Everyone’s posting on Facebook about what 
a brilliant time they had last night and you think: “My life’s so grim”. By comparison, misery comes from that.

But there’s also the happiness of contagion. Happy posts can make people reading them feel happier. If you’re using virtual interaction as a substitute for face-to- face relationships then you’re less happy, but
 if it’s complementary, it can make you happier.

I strongly suggest that people turn off their mobile for a bit each day, otherwise your attention is constantly drawn to it. I’ve identified “phantom vibration syndrome”, when you think you’ve got a message and you look at your phone but you haven’t. We’ve become addicted to technology and it’s not good.

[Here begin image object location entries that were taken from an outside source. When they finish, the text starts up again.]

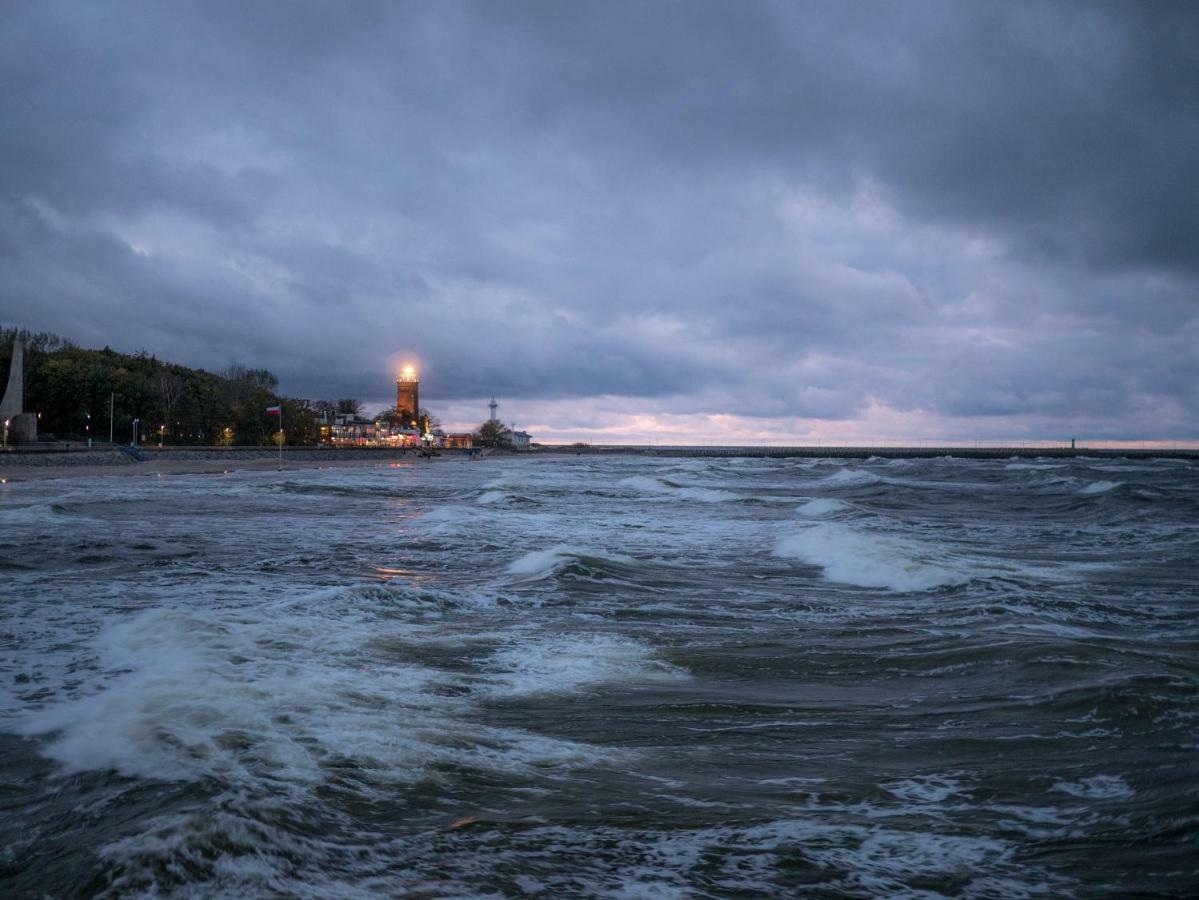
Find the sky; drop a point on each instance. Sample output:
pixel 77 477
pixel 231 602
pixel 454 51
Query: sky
pixel 630 222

Finding happiness after loss

All the evidence suggests that we’re remarkably resilient creatures. Our psychological immune system kicks in to familiarise the pain of loss and, in time, we’re all right again.

I know it might not help how you feel now, but the pain that you’re feeling isn’t going to last forever.

Finding happiness after divorce

After a break-up, most of us end up with someone better than that idiot we were with before, even if we did think we were going to spend the rest of our life with them.

When people get divorced, their happiness actually starts to bounce back in a way that it doesn’t with separation.

Separation comes with uncertainty and uncertainty is very attention-seeking. My advice is to be brutally honest with the other person and – as soon as you reach the conclusion yourself – tell them that there’s no prospect of getting back together.

We sometimes think closure feels like a bad thing, but that’s a very good example of how our behaviour can be inconsistent with what makes us happiest.

The secret to happiness

I think you’re as happy as you can possibly be when you have the right balance of pleasure and purpose in your life.

Some people are pleasure machines, some are purpose engines, but if you’re at either extreme, you’d be happier if you gave up a bit of what you have a lot of.

If you have a pleasure-seeking life and decide to spend 20 minutes every day doing something that feels purposeful, like gardening or volunteering, you’ll probably be happier – but it’s certainly not the same for everyone.